10~12月期の雇用動向については、雇用指標をみると、12月の有効求人倍率は1.52倍で前月と同じだった。新規求人倍率は2.39倍(前月比0.05ポイント低下)で2カ月ぶりに低下した。雇用保険受給者数は7,967人で前年同月比8.4%減少と、18カ月連続で前年水準を下回ったものの、事業主都合離職者数は443人で同64.1%増加と、3カ月ぶりに前年水準を上回った。

モニターが実施した「県内主要企業の経営動向調査結果(10~12月期)」をみると、雇用判断DIは「減少」超4.6%と、前期(「増加」超0.4%)から約5ポイント低下した。業種別にみると、製造業が「増加」超3.2%と前期からおおむね横ばいだったのに対して、非製造業は「減少」超10.8%で前期から約11ポイント低下した。

こうした各種指標からモニターは、10~12月期の雇用の実績を「指標によっては変化の兆しが窺えるものの、総じてみれば労働需給の改善は続いており『持ち直している』との判断を据え置いた」として【横ばい】と判断した。

雇用判断の先行きは横ばい

また1~3月期の雇用状況の見通しについても、同調査の先行き(1~3月期)の結果をもとに、「雇用判断DIは全産業で『減少』超1.9%と今期からおおむね横ばい。

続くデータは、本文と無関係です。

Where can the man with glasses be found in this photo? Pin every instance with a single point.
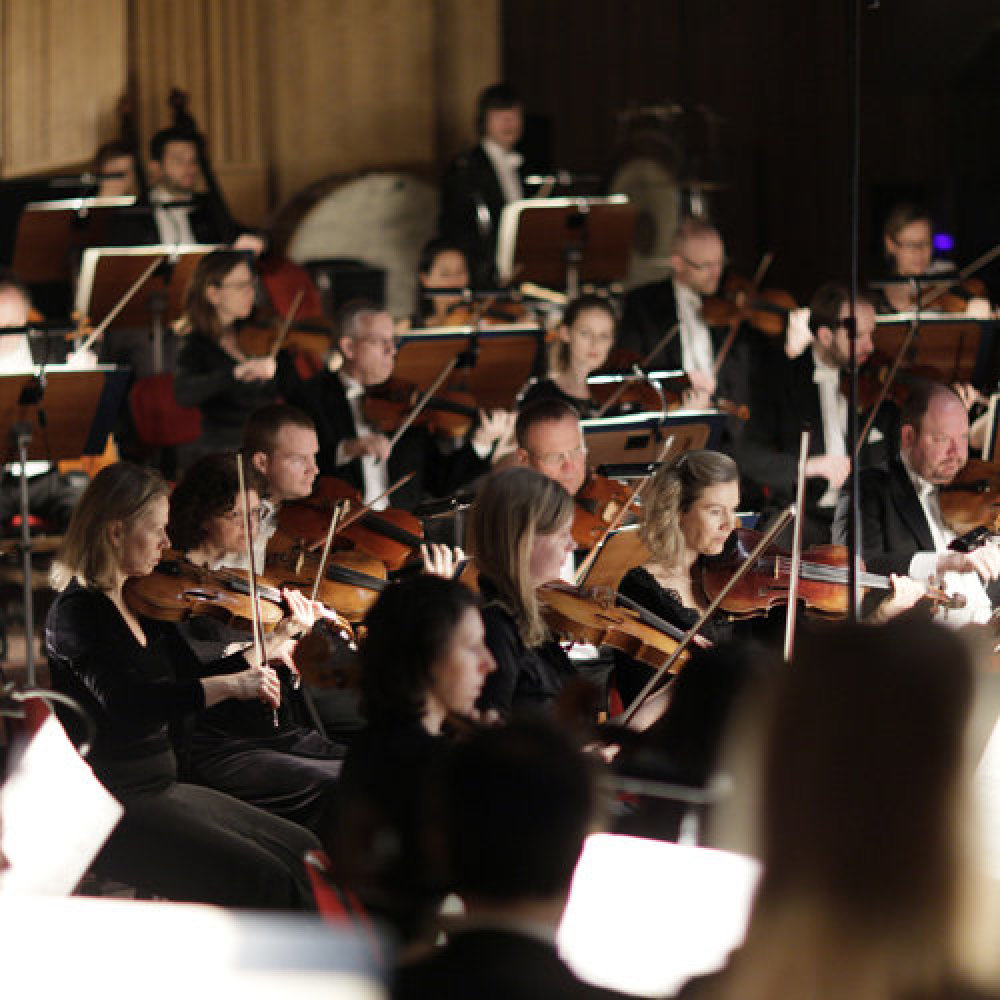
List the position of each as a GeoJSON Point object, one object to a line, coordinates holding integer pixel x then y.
{"type": "Point", "coordinates": [354, 450]}
{"type": "Point", "coordinates": [697, 260]}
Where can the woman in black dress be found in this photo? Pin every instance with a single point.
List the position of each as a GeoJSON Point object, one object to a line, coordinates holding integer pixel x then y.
{"type": "Point", "coordinates": [175, 840]}
{"type": "Point", "coordinates": [520, 536]}
{"type": "Point", "coordinates": [213, 373]}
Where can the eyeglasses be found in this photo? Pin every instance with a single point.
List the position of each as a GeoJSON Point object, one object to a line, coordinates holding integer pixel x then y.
{"type": "Point", "coordinates": [553, 459]}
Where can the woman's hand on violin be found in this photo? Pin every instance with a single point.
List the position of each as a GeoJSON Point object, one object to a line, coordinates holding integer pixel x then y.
{"type": "Point", "coordinates": [985, 561]}
{"type": "Point", "coordinates": [376, 445]}
{"type": "Point", "coordinates": [833, 468]}
{"type": "Point", "coordinates": [494, 426]}
{"type": "Point", "coordinates": [798, 335]}
{"type": "Point", "coordinates": [255, 370]}
{"type": "Point", "coordinates": [441, 560]}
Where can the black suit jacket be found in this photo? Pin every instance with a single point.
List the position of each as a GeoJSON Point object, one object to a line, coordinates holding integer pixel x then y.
{"type": "Point", "coordinates": [494, 965]}
{"type": "Point", "coordinates": [471, 202]}
{"type": "Point", "coordinates": [437, 474]}
{"type": "Point", "coordinates": [210, 223]}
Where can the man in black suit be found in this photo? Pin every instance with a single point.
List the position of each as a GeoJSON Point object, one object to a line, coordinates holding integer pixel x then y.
{"type": "Point", "coordinates": [353, 450]}
{"type": "Point", "coordinates": [790, 393]}
{"type": "Point", "coordinates": [197, 217]}
{"type": "Point", "coordinates": [697, 260]}
{"type": "Point", "coordinates": [902, 527]}
{"type": "Point", "coordinates": [478, 184]}
{"type": "Point", "coordinates": [517, 805]}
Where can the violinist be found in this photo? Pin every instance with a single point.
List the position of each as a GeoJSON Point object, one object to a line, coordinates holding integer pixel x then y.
{"type": "Point", "coordinates": [793, 392]}
{"type": "Point", "coordinates": [177, 840]}
{"type": "Point", "coordinates": [353, 450]}
{"type": "Point", "coordinates": [290, 770]}
{"type": "Point", "coordinates": [441, 265]}
{"type": "Point", "coordinates": [520, 533]}
{"type": "Point", "coordinates": [908, 238]}
{"type": "Point", "coordinates": [174, 175]}
{"type": "Point", "coordinates": [478, 184]}
{"type": "Point", "coordinates": [697, 260]}
{"type": "Point", "coordinates": [423, 662]}
{"type": "Point", "coordinates": [902, 527]}
{"type": "Point", "coordinates": [213, 373]}
{"type": "Point", "coordinates": [584, 340]}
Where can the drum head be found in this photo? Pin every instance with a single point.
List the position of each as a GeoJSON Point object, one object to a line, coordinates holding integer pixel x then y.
{"type": "Point", "coordinates": [380, 218]}
{"type": "Point", "coordinates": [651, 186]}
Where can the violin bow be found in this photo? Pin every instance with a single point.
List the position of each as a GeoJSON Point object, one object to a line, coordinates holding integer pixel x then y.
{"type": "Point", "coordinates": [653, 682]}
{"type": "Point", "coordinates": [643, 369]}
{"type": "Point", "coordinates": [113, 313]}
{"type": "Point", "coordinates": [423, 401]}
{"type": "Point", "coordinates": [258, 630]}
{"type": "Point", "coordinates": [617, 521]}
{"type": "Point", "coordinates": [287, 324]}
{"type": "Point", "coordinates": [793, 579]}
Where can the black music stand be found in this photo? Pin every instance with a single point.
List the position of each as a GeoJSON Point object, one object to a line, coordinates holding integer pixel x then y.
{"type": "Point", "coordinates": [107, 273]}
{"type": "Point", "coordinates": [638, 438]}
{"type": "Point", "coordinates": [564, 242]}
{"type": "Point", "coordinates": [76, 411]}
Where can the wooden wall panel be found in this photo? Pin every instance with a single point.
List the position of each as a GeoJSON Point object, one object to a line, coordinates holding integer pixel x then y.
{"type": "Point", "coordinates": [63, 70]}
{"type": "Point", "coordinates": [212, 50]}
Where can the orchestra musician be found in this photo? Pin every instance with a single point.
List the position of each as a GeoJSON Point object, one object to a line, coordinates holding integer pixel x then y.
{"type": "Point", "coordinates": [177, 840]}
{"type": "Point", "coordinates": [423, 663]}
{"type": "Point", "coordinates": [908, 238]}
{"type": "Point", "coordinates": [213, 373]}
{"type": "Point", "coordinates": [586, 336]}
{"type": "Point", "coordinates": [478, 183]}
{"type": "Point", "coordinates": [519, 535]}
{"type": "Point", "coordinates": [902, 527]}
{"type": "Point", "coordinates": [196, 217]}
{"type": "Point", "coordinates": [793, 392]}
{"type": "Point", "coordinates": [518, 804]}
{"type": "Point", "coordinates": [697, 260]}
{"type": "Point", "coordinates": [289, 769]}
{"type": "Point", "coordinates": [353, 450]}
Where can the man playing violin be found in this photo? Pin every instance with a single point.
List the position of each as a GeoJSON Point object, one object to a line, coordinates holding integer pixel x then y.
{"type": "Point", "coordinates": [697, 260]}
{"type": "Point", "coordinates": [902, 527]}
{"type": "Point", "coordinates": [803, 389]}
{"type": "Point", "coordinates": [351, 448]}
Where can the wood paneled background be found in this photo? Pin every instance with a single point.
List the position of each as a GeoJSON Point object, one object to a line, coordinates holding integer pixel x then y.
{"type": "Point", "coordinates": [287, 91]}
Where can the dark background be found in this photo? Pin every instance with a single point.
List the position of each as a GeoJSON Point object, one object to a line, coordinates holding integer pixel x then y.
{"type": "Point", "coordinates": [775, 72]}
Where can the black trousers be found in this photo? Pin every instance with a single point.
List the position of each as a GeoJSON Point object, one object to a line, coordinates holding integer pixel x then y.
{"type": "Point", "coordinates": [192, 844]}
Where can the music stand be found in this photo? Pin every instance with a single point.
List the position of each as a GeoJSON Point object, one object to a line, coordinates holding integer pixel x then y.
{"type": "Point", "coordinates": [563, 242]}
{"type": "Point", "coordinates": [106, 274]}
{"type": "Point", "coordinates": [639, 437]}
{"type": "Point", "coordinates": [79, 410]}
{"type": "Point", "coordinates": [52, 234]}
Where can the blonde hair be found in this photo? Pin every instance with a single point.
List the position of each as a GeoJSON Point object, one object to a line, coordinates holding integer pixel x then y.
{"type": "Point", "coordinates": [672, 491]}
{"type": "Point", "coordinates": [514, 506]}
{"type": "Point", "coordinates": [121, 492]}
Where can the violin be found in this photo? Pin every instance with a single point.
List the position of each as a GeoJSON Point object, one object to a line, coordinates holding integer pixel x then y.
{"type": "Point", "coordinates": [446, 412]}
{"type": "Point", "coordinates": [351, 584]}
{"type": "Point", "coordinates": [390, 535]}
{"type": "Point", "coordinates": [822, 580]}
{"type": "Point", "coordinates": [178, 589]}
{"type": "Point", "coordinates": [594, 618]}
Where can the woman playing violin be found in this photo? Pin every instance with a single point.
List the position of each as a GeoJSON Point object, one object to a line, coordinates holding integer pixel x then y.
{"type": "Point", "coordinates": [520, 533]}
{"type": "Point", "coordinates": [289, 769]}
{"type": "Point", "coordinates": [424, 661]}
{"type": "Point", "coordinates": [584, 341]}
{"type": "Point", "coordinates": [178, 840]}
{"type": "Point", "coordinates": [213, 373]}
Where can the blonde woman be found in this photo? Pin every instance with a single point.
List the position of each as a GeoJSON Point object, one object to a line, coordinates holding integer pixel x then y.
{"type": "Point", "coordinates": [519, 538]}
{"type": "Point", "coordinates": [176, 840]}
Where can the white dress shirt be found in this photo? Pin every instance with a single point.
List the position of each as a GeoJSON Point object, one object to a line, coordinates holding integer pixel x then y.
{"type": "Point", "coordinates": [923, 565]}
{"type": "Point", "coordinates": [697, 352]}
{"type": "Point", "coordinates": [505, 165]}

業種別では、製造業が『増加』超1.1%でおおむね横ばい、非製造業が『減少』超4.2%で今期から約7ポイント上昇する見通し」として、【横ばい】と判断した。

最賃引き上げにコスト削減や価格改定で対応

モニターは県内企業に対して12月に「最低賃金引上げの影響に関する企業調査」を実施した。それによると、①10月の最低賃金の改定を受けて、賃金を引き上げた企業は5割②最低賃金改定が「経営に影響する」とする企業は6割弱、コスト削減や価格改定等で対応③長引くコロナ禍や記録的な物価高などから、特に製造業で支援を必要とするケースが増加――といった状況にあるという。

回答した企業からの具体的な声では、「パートの大部分は扶養範囲内での就業を希望しており、最低賃金を引き上げると出勤日数を調整する。企業の費用負担が増え、生産性が低下する悪循環に陥る」(プラスチック製品製造業)、「賃金を引きあげても『103万円の壁』、『130万円の壁』があり、パートの所得は実質的に増えない。上限を200万円程度まで引き上げてほしい」(電子部品・デバイス製造業)など、最低賃金制度ではなく、税制や労働政策についての要望もあった。